Vedolizumab for induction and maintenance of remission in Crohn’s disease

Reena Khanna 1,2, Mahmoud H Mosli 3, Mindy CW Lam 4, Nancy Fu 5, Brian Bressler 4, Greg Rosenfeld 4, John K MacDonald 1,6, Barrett G Levesque 7, Brian G Feagan 6,
PMCID: PMC6486311

Abstract

This is a protocol for a Cochrane Review (Intervention). The objectives are as follows:

The primary objective will be to determine the efficacy and safety of vedolizumab used for induction and maintenance of remission in CD.

Background

Crohn's disease (CD) is a chronic idiopathic inflammatory disease that can affect any part of the gastrointestinal tract from mouth to anus. CD patients typically present with symptoms of recurrent abdominal pain, non‐bloody diarrhea and weight loss. Conventional therapies for patients with active CD include corticosteroids, methotrexate, azathioprine and 6‐mercaptopurine. While these medications are effective, it is estimated that 16 to 20% of patients with active disease fail to respond to corticosteroids (Faubion 2001; Munkholm 1994). Furthermore, results from a two year open‐label randomized trial found that 57.8% of patients who received conventional therapy (corticosteroids followed by antimetabolite treatment) failed to achieve remission (D'Haens 2008).
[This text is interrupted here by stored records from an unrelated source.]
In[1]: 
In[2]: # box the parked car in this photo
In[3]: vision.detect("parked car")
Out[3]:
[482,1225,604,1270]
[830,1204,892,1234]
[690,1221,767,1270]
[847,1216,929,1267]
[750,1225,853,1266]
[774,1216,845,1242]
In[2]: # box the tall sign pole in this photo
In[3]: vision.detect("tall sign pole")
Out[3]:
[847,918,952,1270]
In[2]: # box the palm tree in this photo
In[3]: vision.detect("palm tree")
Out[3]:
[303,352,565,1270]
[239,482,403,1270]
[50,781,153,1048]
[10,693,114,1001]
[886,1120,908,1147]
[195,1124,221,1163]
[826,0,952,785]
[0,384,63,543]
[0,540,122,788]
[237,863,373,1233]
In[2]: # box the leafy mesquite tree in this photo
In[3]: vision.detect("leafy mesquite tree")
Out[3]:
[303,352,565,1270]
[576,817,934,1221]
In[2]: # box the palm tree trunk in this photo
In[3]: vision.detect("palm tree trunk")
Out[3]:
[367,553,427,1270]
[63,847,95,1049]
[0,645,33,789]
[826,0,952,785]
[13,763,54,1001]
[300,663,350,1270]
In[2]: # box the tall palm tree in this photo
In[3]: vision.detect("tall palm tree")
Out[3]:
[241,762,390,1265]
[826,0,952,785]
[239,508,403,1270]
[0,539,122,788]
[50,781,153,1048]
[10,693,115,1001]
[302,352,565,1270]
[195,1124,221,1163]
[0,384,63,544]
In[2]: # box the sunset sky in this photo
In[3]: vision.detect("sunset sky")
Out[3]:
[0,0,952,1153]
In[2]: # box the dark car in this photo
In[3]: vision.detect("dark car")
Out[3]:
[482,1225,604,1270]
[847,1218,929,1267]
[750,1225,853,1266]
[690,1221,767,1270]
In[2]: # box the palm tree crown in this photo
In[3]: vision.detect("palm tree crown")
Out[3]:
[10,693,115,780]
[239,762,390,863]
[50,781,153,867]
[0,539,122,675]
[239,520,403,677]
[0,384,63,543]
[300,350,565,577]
Infliximab, a neutralizing murine immunoglobulin (Ig)G1chimeric anti‐tumour necrosis factor alpha (anti‐TNF‐α) monoclonal antibody, is effective for patients with moderate to severely active disease who fail to respond to conventional therapy and those with fistulizing disease (Akobeng 2006; Kornbluth 2010). Other anti‐TNF‐α antagonists proven to be effective for the treatment of CD include adalimumab and certolizumab pegol (Colombel 2007; Hanauer 2006; Rutgeerts 2012; Sandborn 2007; Sandborn 2011; Schreiber 2007). Despite currently available drug therapies, some patients will require surgery due to drug intolerance or lack of response. Furthermore, a large proportion of anti‐TNF‐α treated CD patients lose response to conventional drug therapy within one year of treatment (Billioud 2011). Identification of other treatment strategies for Crohn's disease is thus an important area of research.

Cellular adhesion molecules play an important role in the pathogenesis of intestinal inflammation, and have been studied as potential therapeutic targets in inflammatory bowel disease. One such target is the alpha4beta7 (α4β7) integrin, a molecule found on circulating T lymphocytes that is involved in recruitment of leukocytes to the gastrointestinal tract (Erle 1994). The major ligand of α4β7, mucosal adressin‐cell adhesion molecule‐1 (MAdCAM‐1), is selectively expressed on the endothelium of the intestinal vasculature and is present in increased concentrations in areas of intestinal inflammation. Studies evaluating natalizumab, a humanized IgG4 monoclonal antibody that leads to inhibition of the alpha4 (α4) integrin, found it to be effective for the induction and maintenance of remission of Crohn's disease (MacDonald 2007; Sandborn 2005; Targan 2007). However, reports of progressive multifocal leukoencephalopathy (PML) in patients taking natalizumab as part of multi‐drug therapy have raised concerns regarding the safety of broad inhibition of the α4 integrin (Bloomgren 2012; Yousry 2006). Therapies directed at the α4β7 integrin may be associated with a more selective inhibition of T cell homing, possibly resulting in less impairment of systemic immunity while reducing intestinal inflammation.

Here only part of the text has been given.